Pour le ministère public, le salarié, pris individuellement, s’est retrouvé seul. Seul face à son manager, sans intermédiaire, sans accompagnement des services de l’État. Ce qui a pavé la voie à un harcèlement moral personnalisé, exploitant chaque faille pour mieux déstabiliser le travailleur.

« À partir de combien de veuves c’est triste une guerre »

C’est par ces mots que l’avocate de Guy-Patrick Cherouvrier, ancien DRH de France Télécom, résume, elle, les faits. La ligne de la défense est claire ; insister à la fois sur le faible nombre de victimes par rapport au nombre d’employés, et sur les difficultés inhérentes à la gestion d’une entreprise de la dimension de France Télécom. 

Sur le banc des prévenus, les visages sont relativement détendus, les réponses aux questions de la Présidente sont cinglantes, et se parent d’un bon sens entrepreneurial qui excuserait le harcèlement moral présumé. 

Aussi Louis-Pierre Wenès déclare-t-il que « travailler plus efficacement […] c’est supprimer tous les trucs qui ne servent à rien ». 

En réalité, à en lire leurs mines estomaquées à chaque reproche, les prévenus ne semblent pas comprendre ce qui les amène dans le prétoire.

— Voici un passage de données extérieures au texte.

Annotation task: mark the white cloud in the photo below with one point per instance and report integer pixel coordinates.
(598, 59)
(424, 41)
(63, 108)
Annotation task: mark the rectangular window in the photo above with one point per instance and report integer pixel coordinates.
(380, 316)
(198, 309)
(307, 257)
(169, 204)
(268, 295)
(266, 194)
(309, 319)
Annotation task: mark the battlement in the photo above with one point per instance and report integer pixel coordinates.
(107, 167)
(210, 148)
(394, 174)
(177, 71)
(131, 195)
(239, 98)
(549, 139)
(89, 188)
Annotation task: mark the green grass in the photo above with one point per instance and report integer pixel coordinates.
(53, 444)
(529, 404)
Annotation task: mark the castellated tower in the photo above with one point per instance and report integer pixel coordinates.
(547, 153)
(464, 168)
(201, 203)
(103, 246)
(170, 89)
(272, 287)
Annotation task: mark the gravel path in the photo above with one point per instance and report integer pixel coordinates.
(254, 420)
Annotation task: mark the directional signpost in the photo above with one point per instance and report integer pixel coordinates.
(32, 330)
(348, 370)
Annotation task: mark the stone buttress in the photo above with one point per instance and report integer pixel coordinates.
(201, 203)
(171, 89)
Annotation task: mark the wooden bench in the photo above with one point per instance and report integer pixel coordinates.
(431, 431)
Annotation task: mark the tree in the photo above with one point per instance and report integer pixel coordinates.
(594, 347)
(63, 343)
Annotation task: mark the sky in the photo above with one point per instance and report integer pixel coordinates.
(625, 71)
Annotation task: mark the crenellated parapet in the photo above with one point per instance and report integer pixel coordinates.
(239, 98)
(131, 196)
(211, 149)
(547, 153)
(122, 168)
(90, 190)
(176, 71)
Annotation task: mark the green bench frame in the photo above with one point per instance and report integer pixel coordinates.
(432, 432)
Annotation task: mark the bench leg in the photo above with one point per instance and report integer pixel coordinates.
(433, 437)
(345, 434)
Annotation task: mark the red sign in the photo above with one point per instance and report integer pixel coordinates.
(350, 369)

Ce qui n’est pas sans rappeler le cynisme du PDG de France Télécom à l’époque des faits, qu’il avait alors qualifiés de « mode des suicides ». 

La défense brosse par ailleurs un portrait assez complexe de l’entreprise France Télécom ; une firme comme toutes les autres, qui a été dépassée par les évolutions technologiques dont elle était à l’avant-garde, et par les attaques des syndicats entre les deux audiences, qui ont mené à une inflation du nombre de parties civiles, une firme qui souhaitait simplement faire participer les salariés à leur vie professionnelle. 

Pour les prévenus, les suicides sont, encore une fois, le résultat d’un regrettable effet pervers dû à une somme de dérives individuelles. Parce que « nous sommes pétris de la même pâte humaine, sur les bancs des parties civiles et de la défense », l’avocate de Guy-Patrick Cherrouvrier demande la relaxe « au nom de la justice, au nom de l’humanité ». 

Le verdict

Si le verdict du procès ne sera prononcé que le 30 septembre 2022, cette seconde audience apparaît d’ores et déjà comme un remarquable catalyseur des mécanismes qui sous-tendent les relations au sein des entreprises, et, singulièrement, dans les plus grandes d’entre elles. 

Pendant plusieurs semaines, magistrats et avocats ont scrupuleusement décrit et étudié les rouages d’une machine infernale qu’incarne le capitalisme le plus débridé, de la cécité totale des dirigeants quant au harcèlement moral, dont ils ont pu faire usage comme un simple outil de gestion des travailleurs, à la volonté des salariés de continuer à faire tenir l’entreprise quitte à ne plus pouvoir supporter d’y travailler en passant par la solitude de ces mêmes travailleurs face à leur manager suite à l’abandon de l’État, à l’introduction des logiques violentes de marché et de concurrence, et à la mise à l’écart des syndicats.

Le tout enrobé par un vocabulaire euphémisant qui, entre la « trajectoire » et le « cashflow », submerge et masque les travailleurs sacrifiés sur l’autel de la compétitivité. 

Surtout, si les avocats généraux et les parties civiles dénoncent un système de harcèlement moral institutionnalisé, la défense, elle, rejette la responsabilité collective des anciens dirigeants, et souligne leur volonté de responsabiliser les salariés, individuellement responsables de leurs « trajectoires de vie ». 

Quant au cynisme dont font preuve les prévenus, mauvaise foi mise à part, elle peut s’avérer fort éclairante. Pour eux, c’est cela, l’entreprise. Après tout, M. M qui affirmait, par son suicide, « faire ce qu’on attend de [lui] », aurait peut-être pu, au moins, recevoir le titre d’employé du mois.